Every day business owners perform drastic errors when selling their company and lose thousands of dollars in the process. All their hard work and long-term gains go down the sewer. These mistakes are frequently easily avoidable.

Here are my five pointers to assist you in avoiding business sale pitfalls, frustration, and wasted money.

Mistake 1: Reasons for the Sale.

Did you decide to sell your company? Why? That's the first inquiry a potential buyer will ask.

Owners generally sell their companies for any of the following reasons:

  • Retirement

  • Partnership disputes

  • Divorce

  • Illness or death

  • Becoming overworked

  • Boredom

Some owners think selling the business when it is not profitable can make it harder to attract buyers. Consider the business's readiness to sell and your timing.

Many characteristics can make your organization seem more attractive, including:

  • Increasing profits

  • Consistent income figures

  • A strong customer base

  • A major contract that spans several years

Mistake 2: Asking Too Much or Too Little for the Business.

A business is generally worth a multiple of its' profit.
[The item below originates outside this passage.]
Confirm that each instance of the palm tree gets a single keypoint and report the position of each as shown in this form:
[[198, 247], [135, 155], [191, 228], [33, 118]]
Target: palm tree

Depending on the size of the opportunity and the industry, that can range from 2-10 times the EBITDA (Earnings Before Interest, Taxes, Depreciation, and Amortization). Smaller businesses (under $3M EBITDA) generally average 2x-3x, medium-sized businesses ($3M to $6M EBITDA) can bring in 3x-5x EBITDA, and large companies (+$6M EBITDA) will often see 5x-10x EBITDA.

Mistake 3: Assuming You Don't Have to Promote or Market Your Business.

Believing an agent will do all the job in advertising your sale can be fatal. You are the best promoter for your company. Who knows your firm more than you? No one is more motivated, enthusiastic, and informed about your company than you. An intermediary may be getting you some activity, but it's crucial that you maintain promoting yourself fully.

Mistake 4: Not Designing or Expecting Too Long to Sell.

Succession planning is a notable misstep. Even if you do not have a relative's replacement, you still have to think like a succession planner. The individual "succeeding" you want to be set up for success. If they perceive you have been preparing and considering this for quite some time and that it's not a fast "I've had enough" sale, your payment may be higher.

By keeping updated financial records, a detailed business history, and a client's portfolio at your fingertips at all times, it will make your preparation pay off. You never know when that perfect buyer may walk into your business and make you an offer you can't refuse.

Mistake 5: Not Deciding for the Right Individual to Take over Your Company.

Will you feel happy when you see a former employee or customer at the local supermarket months later? Or will you hide? The incorrect buyer can do wrong actions to your (now former) company. They can plunder it for profit, or produce pollution or toxins, or make inadequate or unsafe products.

Try and do the right thing for all associated parties. Check that the buyer ticks all of your boxes. Exit smartly and exit cleanly.